A figure for how much the county has spent on recent snow removal was not immediately available.

When snow blasts the area, Garfield County has 11 motor graders and another 18 trucks with sanders and snowplows.

Stephens said county road and bridge employees have been out almost every morning clearing area roads for about two weeks now.

"The foreman gets up about 1 a.m. in the morning and (gets) out and starts calling the snow drivers in," Stephens said. "We try get all of our bus routes and the mail routes done before the kids have to get to school. Then we try to make sure they get home, too."

The county has only one crew to get out and battle the snow because it doesn't have enough people to run two shifts, Stephens said.

"If the state patrol or the sheriff has an accident (to attend to) out there, we will respond to them," Stephens said. "But we have to be careful about working through the clock or we won't have anybody."

County snowplow drivers clear roads all the way from DeBeque to Sweetwater, which is northwest of Dotsero, and plow roads with elevation gains of 2,000 to 3,000 feet, Stephens said. Steep roads like County Road 114 heading to Spring Valley and Four Mile Road, which can be heavily traveled, can take "a lot of extra time and effort," Stephens said.

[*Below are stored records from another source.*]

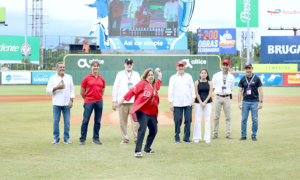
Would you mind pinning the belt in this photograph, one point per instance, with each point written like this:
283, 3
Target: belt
223, 95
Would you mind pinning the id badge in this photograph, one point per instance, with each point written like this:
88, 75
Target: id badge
130, 85
248, 90
223, 89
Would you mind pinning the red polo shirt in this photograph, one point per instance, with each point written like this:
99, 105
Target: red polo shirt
93, 88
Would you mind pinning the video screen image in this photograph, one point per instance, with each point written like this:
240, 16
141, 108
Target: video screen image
143, 18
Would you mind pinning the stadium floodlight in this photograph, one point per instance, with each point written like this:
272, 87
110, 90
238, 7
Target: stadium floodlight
2, 16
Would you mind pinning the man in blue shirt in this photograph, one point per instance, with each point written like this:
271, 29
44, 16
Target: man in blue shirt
102, 18
251, 88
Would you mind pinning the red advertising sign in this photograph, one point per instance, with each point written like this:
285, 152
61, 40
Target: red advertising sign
291, 79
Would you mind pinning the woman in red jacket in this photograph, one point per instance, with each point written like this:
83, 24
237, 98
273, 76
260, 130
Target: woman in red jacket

Judy Hoskins, the owner of the downtown Glenwood Cafe, said she was frustrated with the snowplowing in front of her business. She spoke as she cleared snow off her truck on Cooper Street in Glenwood Springs.

"I don't think they are doing a real good job this year," Hoskins said of city crews, comparing this year to other years with as much snow.

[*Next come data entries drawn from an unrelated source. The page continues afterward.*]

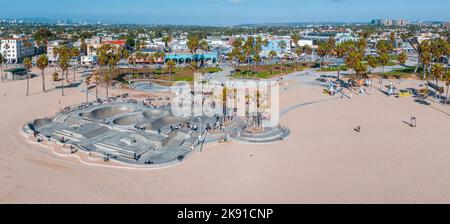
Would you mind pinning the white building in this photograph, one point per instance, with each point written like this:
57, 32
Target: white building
16, 49
88, 60
302, 43
55, 44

Workers for Richard's Property Management & Maintenance Inc., which has been removing snow from sidewalks, driveways and roofs in 60 sites from Aspen to Glenwood Springs, have been working nonstop in the wake of the recent snowstorms, said Richard Palardy, owner of the business.

"It hasn't stopped. My god, we're working, 12, 15, 17, 18 hours a day," said Palardy, who has about 30 snow-removal contracts. "We've got two trucks and about eight guys working constantly. This is an epic year of snowfall."

Palardy has been in the Roaring Fork Valley since the mid-1970s and he said he hasn't seen a similar snowfall.

"The financial part is astronomical, but (the amount of snow) is wearing us down, it is wearing my guys down," Palardy said. "Someone turn the switch off."